Nathaniel leveled his rifle at the man’s gut. “I’m a mite more worried about your safety than mine right at the moment, Deacon Stone. Now, you gonna take me to Rufus Branch, or am I going to be asking your widows for directions?”

“Put up your gun, Nathaniel.” The men and women of Happy Valley parted down the middle as if a human curtain. “You can’t harm them, but the reverse is not true.”

Nathaniel recognized the voice more by the venom in it than the tone or timbre. A man came forward, but had it not been for the voice, he never would have known the figure to be Rufus Branch. While the man had retained his height, he had become skeletally thin. Color had leeched from his hair and it had fallen out in patches, as if he had the mange. His eyes had become larger and much darker. He clutched a golden tablet to his chest.

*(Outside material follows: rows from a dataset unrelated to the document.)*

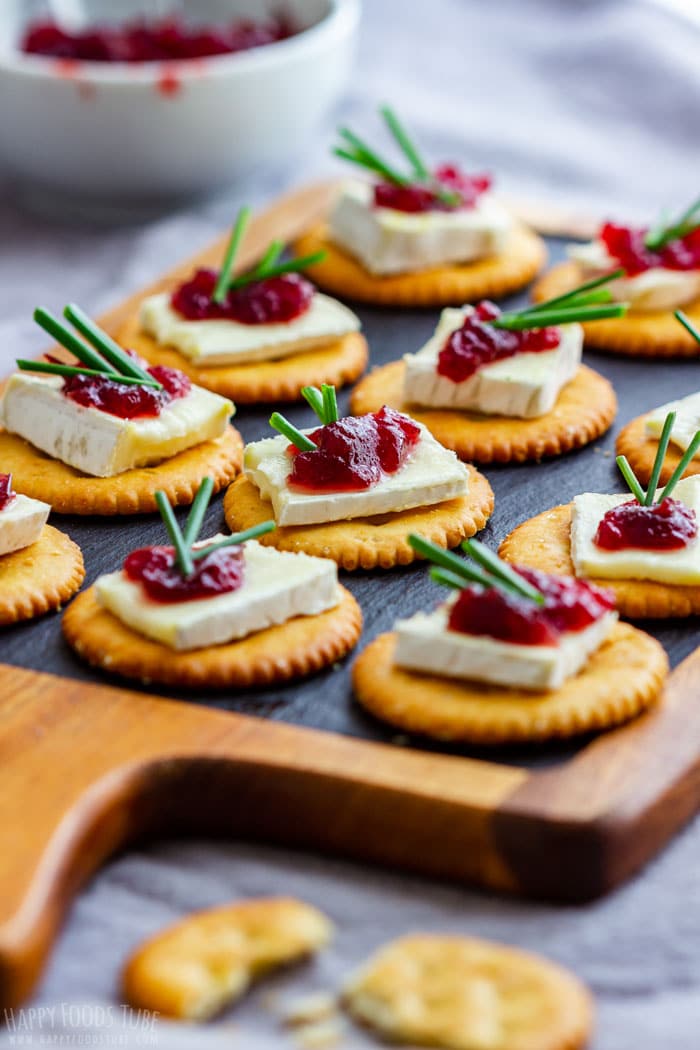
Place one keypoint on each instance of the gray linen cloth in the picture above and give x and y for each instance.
(594, 103)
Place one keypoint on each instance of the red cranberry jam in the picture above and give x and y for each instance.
(478, 343)
(669, 525)
(154, 568)
(570, 605)
(627, 245)
(418, 197)
(152, 42)
(271, 301)
(128, 400)
(355, 453)
(6, 495)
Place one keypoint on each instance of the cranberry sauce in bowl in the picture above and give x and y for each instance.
(274, 300)
(669, 525)
(354, 453)
(570, 605)
(154, 568)
(478, 343)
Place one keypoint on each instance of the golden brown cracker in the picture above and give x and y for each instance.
(620, 679)
(40, 578)
(69, 491)
(366, 543)
(638, 334)
(640, 450)
(338, 362)
(544, 542)
(584, 411)
(465, 993)
(294, 649)
(493, 277)
(194, 968)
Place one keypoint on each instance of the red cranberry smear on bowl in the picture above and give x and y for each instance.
(669, 525)
(355, 453)
(158, 41)
(478, 343)
(154, 568)
(272, 300)
(420, 197)
(627, 245)
(570, 605)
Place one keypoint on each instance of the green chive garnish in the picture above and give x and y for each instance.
(221, 287)
(299, 440)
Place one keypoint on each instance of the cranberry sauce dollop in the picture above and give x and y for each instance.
(152, 41)
(271, 301)
(418, 197)
(128, 400)
(627, 245)
(478, 343)
(154, 568)
(570, 605)
(6, 495)
(669, 525)
(355, 453)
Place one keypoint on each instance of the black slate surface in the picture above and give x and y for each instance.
(324, 701)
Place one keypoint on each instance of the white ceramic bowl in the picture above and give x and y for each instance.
(118, 133)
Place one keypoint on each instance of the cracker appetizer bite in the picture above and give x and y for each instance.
(504, 386)
(255, 336)
(40, 567)
(100, 436)
(645, 549)
(224, 611)
(654, 269)
(419, 236)
(349, 488)
(514, 655)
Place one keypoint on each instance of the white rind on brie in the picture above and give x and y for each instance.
(430, 475)
(390, 242)
(656, 289)
(21, 523)
(663, 566)
(217, 342)
(277, 586)
(525, 385)
(101, 444)
(425, 644)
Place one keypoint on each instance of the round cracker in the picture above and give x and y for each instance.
(584, 411)
(620, 679)
(494, 277)
(338, 362)
(544, 542)
(197, 966)
(40, 578)
(366, 543)
(294, 649)
(69, 491)
(463, 993)
(638, 334)
(640, 449)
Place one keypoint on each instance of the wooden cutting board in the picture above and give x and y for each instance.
(87, 769)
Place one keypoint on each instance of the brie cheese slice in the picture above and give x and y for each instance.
(430, 475)
(21, 523)
(212, 342)
(525, 385)
(277, 586)
(389, 242)
(655, 289)
(425, 644)
(664, 566)
(101, 444)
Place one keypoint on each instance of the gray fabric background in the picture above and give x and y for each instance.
(595, 103)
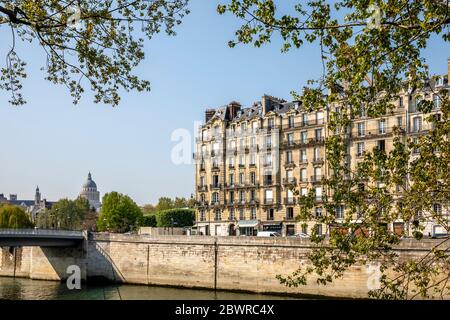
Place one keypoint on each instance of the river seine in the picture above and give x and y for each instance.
(26, 289)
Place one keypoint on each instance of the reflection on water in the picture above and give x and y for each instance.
(26, 289)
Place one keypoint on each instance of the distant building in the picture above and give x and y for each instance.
(90, 193)
(32, 207)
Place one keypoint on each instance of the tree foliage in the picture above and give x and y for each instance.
(13, 217)
(86, 43)
(371, 53)
(65, 214)
(175, 218)
(119, 213)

“We will not deny you entry, Nathaniel. It is all part of the plan.” Rufus caressed the tablet. “You are meant to be here, so I am told. We shall put you on trial for heresy, and then we will watch you die.”

Chapter Twenty-seven

16 May 1767 Happy Valley Postsylvania, Mystria

Ian Rathfield shouldered his way past Owen and got between the mob and Ezekiel Fire. “I think this has gone far enough.”

Rufus Branch hissed at him in sibilant tones that sent a shiver down Owen’s spine. “You have no authority here.”

“In the name of the Queen, and the sovereign and Almighty God who put her on the throne, I am the authority here.” Rathfield stood tall, thrusting a finger at Branch. “You’ll answer to my authority immediately.”

Branch’s right hand snaked out, grabbing Ian’s wrist. “I answer to no man.”

Rathfield made to tug his wrist free, but couldn’t. Back when Branch had been thickly muscled, Owen would have allowed it possible that Rathfield might not break his grip. But he’s wasted away, in just days, how can he…? Branch twisted his hand ever so slightly, and the larger man went to his knees. They locked gazes, then Rathfield shuddered and sagged. When Branch released him, he curled up on the ground, hugging himself with quaking arms.